Michael Mason

Personal information
- Full name: Michael James Mason
- Born: 27 August 1974 (age 51) Carterton, Wellington, New Zealand
- Batting: Right-handed
- Bowling: Right-arm fast-medium

International information
- National side: New Zealand (2003–2010);
- Only Test (cap 226): 26 March 2004 v South Africa
- ODI debut (cap 133): 29 November 2003 v Pakistan
- Last ODI: 9 March 2010 v Australia
- T20I debut (cap 23): 26 December 2006 v Sri Lanka
- Last T20I: 13 June 2008 v England

Domestic team information
- 1997/98–2011/12: Central Districts

Career statistics
| Competition | Test | ODI | FC | LA |
| Matches | 1 | 26 | 91 | 134 |
| Runs scored | 3 | 24 | 1,341 | 349 |
| Batting average | 1.50 | 8.00 | 16.15 | 10.26 |
| 100s/50s | 0/0 | 0/0 | 0/2 | 0/0 |
| Top score | 3 | 13* | 65 | 41* |
| Balls bowled | 132 | 1,179 | 17,074 | 6,331 |
| Wickets | 0 | 31 | 288 | 180 |
| Bowling average | – | 33.03 | 25.15 | 26.56 |
| 5 wickets in innings | – | 0 | 13 | 1 |
| 10 wickets in match | – | 0 | 1 | 0 |
| Best bowling | – | 4/24 | 6/20 | 6/25 |
| Catches/stumpings | 0/– | 4/– | 18/– | 29/– |
- Source: ESPNcricinfo, 13 January 2019

= Michael Mason (cricketer) =

New Zealand cricketer

Michael James Mason (born 27 August 1974) is a former New Zealand cricketer, born in Carterton. He played Test matches and One Day Internationals for New Zealand.

==Domestic career==
He played domestic cricket for Central Districts. After recovering from an operation on a hernia during late 2008, he was back playing domestic cricket. He was also signed by the Kings XI Punjab for the Pepsi IPL 2013 as a replacement for the injured Ryan Harris. Mason's last match for Central Districts was on 12 February 2012. About a month before his retirement from the Central Districts, Mason helped complete what The West Australian thought might be a candidate for the "greatest cricket catch ever" by collaborating with teammate Bevan Small.

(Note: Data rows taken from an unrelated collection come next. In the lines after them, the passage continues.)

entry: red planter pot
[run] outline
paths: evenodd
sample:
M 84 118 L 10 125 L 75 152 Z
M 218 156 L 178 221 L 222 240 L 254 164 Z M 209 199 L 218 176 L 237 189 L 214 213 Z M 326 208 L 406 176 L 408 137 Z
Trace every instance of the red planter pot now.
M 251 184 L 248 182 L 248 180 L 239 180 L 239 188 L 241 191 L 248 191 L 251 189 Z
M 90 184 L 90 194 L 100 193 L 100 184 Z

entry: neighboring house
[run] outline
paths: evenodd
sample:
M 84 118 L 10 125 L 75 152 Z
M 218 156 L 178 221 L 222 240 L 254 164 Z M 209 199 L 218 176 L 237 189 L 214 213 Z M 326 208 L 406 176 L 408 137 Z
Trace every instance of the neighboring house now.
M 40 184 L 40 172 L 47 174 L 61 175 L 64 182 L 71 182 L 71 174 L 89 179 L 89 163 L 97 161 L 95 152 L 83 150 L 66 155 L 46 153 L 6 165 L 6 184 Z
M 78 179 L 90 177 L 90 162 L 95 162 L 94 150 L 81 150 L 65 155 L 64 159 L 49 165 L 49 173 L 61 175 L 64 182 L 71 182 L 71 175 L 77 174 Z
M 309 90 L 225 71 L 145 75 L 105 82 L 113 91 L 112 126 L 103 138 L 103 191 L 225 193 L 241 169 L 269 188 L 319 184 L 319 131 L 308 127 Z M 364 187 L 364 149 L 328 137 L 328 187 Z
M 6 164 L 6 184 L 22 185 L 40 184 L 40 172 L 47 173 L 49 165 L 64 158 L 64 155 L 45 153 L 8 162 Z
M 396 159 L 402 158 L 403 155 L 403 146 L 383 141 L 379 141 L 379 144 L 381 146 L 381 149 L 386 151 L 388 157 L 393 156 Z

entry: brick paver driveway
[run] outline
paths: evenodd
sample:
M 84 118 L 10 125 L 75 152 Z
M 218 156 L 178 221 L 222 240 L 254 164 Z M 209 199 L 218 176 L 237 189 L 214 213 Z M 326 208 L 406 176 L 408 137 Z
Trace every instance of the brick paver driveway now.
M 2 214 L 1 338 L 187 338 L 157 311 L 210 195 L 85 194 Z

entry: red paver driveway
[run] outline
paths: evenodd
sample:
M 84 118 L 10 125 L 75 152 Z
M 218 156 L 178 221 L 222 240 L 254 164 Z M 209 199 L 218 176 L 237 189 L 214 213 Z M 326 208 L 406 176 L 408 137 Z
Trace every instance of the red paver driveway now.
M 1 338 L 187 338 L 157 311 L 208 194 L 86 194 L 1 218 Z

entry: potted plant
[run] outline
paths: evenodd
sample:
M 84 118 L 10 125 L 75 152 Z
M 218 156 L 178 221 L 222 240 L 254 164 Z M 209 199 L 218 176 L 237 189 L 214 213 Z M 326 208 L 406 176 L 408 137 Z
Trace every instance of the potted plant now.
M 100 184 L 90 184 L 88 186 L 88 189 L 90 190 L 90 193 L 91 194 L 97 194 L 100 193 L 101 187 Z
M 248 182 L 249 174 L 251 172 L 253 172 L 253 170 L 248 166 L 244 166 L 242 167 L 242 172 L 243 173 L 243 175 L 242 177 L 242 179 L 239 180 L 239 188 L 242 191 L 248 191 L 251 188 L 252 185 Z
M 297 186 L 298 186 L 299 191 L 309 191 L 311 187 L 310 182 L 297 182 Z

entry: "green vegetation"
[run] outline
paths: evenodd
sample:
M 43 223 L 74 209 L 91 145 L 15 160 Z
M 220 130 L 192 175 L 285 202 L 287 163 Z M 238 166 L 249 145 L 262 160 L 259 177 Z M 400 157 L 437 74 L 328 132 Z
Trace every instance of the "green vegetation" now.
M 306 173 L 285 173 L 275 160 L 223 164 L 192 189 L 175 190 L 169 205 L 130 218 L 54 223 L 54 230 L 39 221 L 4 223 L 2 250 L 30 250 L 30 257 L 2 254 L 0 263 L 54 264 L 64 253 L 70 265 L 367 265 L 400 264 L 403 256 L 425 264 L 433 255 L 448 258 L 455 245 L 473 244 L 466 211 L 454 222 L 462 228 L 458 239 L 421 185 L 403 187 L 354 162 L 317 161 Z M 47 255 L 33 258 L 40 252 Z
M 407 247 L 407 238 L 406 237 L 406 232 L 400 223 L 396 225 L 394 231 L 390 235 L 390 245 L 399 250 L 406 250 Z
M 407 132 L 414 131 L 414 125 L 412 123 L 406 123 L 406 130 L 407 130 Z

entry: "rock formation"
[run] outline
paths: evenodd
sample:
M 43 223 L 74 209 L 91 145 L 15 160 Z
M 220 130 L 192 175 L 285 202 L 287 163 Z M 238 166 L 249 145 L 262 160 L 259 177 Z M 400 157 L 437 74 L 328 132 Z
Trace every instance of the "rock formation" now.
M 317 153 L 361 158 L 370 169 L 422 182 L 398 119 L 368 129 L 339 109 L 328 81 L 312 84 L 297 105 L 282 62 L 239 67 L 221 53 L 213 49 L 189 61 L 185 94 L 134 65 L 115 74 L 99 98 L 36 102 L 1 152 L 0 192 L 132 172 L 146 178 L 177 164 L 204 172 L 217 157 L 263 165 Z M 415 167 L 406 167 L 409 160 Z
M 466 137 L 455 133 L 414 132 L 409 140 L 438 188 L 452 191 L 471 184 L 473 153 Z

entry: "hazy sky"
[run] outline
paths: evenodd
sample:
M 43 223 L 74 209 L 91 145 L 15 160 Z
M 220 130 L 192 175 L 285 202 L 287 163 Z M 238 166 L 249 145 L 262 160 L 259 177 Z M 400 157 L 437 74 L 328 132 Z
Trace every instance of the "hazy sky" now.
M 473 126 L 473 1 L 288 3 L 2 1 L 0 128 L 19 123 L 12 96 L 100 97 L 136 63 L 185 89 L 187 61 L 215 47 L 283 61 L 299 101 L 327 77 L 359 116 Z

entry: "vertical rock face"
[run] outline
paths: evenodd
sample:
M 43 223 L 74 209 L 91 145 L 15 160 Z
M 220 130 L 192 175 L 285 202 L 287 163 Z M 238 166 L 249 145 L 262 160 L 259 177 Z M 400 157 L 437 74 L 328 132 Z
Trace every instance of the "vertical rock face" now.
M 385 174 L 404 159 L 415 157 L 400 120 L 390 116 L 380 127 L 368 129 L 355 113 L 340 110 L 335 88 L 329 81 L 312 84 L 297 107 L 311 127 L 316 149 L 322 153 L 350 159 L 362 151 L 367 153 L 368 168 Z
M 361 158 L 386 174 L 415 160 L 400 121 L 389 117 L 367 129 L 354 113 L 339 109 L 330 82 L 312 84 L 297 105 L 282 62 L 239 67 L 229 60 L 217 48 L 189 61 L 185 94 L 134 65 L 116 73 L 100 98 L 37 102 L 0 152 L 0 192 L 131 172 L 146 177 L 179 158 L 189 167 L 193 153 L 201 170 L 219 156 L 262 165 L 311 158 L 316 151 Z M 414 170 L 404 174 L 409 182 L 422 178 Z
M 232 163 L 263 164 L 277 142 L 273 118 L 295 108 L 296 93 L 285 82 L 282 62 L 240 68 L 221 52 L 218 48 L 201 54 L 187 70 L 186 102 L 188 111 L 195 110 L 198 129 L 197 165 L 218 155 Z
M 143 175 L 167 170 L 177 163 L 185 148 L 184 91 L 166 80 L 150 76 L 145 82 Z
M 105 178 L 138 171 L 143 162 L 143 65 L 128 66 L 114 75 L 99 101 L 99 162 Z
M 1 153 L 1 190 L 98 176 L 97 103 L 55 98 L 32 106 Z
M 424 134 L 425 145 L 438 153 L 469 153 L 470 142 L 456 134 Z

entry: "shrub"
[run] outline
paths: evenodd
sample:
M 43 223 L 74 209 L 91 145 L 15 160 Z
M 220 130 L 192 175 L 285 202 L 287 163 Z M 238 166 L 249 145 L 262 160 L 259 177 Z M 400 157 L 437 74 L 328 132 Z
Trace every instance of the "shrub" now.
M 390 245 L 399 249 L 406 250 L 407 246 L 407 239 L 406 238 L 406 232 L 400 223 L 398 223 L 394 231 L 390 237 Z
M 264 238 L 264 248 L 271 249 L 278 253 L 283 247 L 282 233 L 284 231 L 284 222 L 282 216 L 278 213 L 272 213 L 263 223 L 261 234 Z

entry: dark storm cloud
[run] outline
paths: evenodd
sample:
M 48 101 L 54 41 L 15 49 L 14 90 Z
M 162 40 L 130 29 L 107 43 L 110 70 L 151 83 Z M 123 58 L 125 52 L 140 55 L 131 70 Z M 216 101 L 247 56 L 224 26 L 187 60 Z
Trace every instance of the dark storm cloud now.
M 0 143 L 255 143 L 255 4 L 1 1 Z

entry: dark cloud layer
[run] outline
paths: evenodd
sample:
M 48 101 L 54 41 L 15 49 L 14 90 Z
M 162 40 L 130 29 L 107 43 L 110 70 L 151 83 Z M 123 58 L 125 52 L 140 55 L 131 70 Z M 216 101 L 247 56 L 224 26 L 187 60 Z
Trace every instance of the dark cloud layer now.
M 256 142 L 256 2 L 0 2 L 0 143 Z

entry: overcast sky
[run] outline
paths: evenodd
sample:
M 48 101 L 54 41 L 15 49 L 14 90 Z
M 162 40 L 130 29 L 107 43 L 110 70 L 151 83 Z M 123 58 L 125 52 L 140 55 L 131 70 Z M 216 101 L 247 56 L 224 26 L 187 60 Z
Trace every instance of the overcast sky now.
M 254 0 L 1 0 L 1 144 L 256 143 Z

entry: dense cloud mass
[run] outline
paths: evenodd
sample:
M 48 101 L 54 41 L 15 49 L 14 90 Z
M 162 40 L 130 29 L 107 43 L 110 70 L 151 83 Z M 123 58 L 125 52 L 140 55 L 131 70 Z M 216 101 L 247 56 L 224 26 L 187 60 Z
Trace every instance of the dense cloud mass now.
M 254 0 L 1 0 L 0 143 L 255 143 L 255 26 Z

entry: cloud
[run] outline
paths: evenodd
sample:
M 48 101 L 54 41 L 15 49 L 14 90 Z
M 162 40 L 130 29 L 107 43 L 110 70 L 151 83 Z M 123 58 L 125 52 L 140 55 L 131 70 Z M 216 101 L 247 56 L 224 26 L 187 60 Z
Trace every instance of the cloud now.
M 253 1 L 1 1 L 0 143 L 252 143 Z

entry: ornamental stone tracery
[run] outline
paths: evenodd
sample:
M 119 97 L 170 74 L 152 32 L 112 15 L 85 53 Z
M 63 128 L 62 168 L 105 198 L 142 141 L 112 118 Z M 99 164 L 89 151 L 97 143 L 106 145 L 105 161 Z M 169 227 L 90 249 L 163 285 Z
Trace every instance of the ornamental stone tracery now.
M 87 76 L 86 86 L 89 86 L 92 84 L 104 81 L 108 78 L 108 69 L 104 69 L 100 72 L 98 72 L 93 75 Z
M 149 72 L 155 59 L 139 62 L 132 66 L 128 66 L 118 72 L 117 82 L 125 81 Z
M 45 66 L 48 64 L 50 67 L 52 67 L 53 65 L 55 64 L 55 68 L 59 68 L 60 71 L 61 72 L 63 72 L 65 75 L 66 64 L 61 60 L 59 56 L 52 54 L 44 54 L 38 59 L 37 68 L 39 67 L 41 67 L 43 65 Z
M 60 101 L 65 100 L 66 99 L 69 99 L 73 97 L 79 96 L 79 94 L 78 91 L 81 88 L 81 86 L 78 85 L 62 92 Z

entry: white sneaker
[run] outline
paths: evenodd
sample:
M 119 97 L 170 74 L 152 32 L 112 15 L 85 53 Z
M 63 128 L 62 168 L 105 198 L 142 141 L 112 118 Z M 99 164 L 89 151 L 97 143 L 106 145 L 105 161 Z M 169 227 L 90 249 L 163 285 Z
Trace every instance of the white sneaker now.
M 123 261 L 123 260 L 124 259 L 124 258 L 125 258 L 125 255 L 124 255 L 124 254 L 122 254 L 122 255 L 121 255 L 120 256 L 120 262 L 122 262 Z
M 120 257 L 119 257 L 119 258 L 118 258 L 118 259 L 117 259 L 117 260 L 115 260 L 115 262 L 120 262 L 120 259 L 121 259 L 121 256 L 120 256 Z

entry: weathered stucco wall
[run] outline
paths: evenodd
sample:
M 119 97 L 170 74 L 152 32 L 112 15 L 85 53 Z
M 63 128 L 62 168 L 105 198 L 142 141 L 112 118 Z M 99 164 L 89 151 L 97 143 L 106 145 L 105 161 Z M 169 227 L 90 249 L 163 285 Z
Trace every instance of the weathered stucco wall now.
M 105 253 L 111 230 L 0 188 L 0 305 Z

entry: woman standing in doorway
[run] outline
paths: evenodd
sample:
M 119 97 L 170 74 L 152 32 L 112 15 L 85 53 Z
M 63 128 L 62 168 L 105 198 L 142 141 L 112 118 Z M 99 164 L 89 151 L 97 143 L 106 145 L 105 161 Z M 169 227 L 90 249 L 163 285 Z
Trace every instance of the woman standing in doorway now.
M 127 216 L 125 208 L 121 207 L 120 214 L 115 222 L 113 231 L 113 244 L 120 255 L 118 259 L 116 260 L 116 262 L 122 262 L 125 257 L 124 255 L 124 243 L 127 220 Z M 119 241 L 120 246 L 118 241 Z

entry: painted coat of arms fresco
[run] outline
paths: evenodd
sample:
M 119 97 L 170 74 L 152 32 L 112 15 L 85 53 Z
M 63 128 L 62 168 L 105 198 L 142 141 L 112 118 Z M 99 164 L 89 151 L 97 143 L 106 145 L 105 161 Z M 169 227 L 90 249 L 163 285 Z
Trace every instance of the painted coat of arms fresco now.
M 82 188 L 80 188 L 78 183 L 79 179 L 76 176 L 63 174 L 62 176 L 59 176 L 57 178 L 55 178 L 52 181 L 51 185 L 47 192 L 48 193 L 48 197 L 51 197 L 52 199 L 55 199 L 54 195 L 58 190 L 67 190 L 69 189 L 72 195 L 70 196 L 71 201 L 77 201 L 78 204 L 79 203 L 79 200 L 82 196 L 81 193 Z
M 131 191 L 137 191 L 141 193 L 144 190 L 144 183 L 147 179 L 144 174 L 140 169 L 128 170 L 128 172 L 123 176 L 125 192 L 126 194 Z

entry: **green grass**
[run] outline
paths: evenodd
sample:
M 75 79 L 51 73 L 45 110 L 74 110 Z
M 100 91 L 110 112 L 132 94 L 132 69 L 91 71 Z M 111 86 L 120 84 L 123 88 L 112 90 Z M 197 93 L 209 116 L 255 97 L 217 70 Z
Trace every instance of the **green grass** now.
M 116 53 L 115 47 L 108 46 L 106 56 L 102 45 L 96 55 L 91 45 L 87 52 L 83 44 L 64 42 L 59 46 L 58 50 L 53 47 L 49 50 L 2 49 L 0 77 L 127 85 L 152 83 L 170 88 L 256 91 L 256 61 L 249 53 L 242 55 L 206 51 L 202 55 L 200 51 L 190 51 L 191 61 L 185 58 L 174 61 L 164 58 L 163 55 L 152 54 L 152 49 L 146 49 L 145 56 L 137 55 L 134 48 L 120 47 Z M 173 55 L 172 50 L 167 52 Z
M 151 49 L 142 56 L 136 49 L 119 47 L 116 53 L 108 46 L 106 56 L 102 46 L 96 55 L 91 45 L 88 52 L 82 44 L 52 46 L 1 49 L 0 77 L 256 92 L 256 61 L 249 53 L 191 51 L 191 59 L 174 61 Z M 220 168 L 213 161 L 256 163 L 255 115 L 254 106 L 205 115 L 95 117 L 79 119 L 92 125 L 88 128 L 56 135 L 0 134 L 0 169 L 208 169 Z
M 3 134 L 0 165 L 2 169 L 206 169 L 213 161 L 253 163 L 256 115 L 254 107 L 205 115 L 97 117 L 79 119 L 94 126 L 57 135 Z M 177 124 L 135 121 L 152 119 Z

Small, while fielding as the 12th man in January 2012 during the New Zealand domestic HRV Twenty20 competition (currently known as the Super Smash) as a 19-year-old, made a spectacular catch assist on the boundary line; Mason, who was 37 at the time, completed the catch. The Laws of Cricket indicate that a catch can be initiated outside of the boundary line so long as the player is airborne whenever they are touching the ball; this must remain so until the ball is back inside the boundary (either completed by the same player or, as was the case with Small and Mason, completed by a teammate). A commentator during the match called it "possibly the most brilliant piece of fielding I've ever seen". The video has received millions of views across various online uploads.

In 2009, Mason was part of the New Zealand A vs the England Lions at Pukekura Park, where New Zealand A won the match.

== International career ==

Michael Mason was part of the New Zealand squad for the tour of England in 2008. He took 3 wickets against Essex and was 12th man against England Lions. He was part of the New Zealand squad for the 2007 Cricket World Cup.

== After cricket ==
Following retirement in 2012, Mason began coaching the Manawatu senior team and Palmerston North junior rep teams.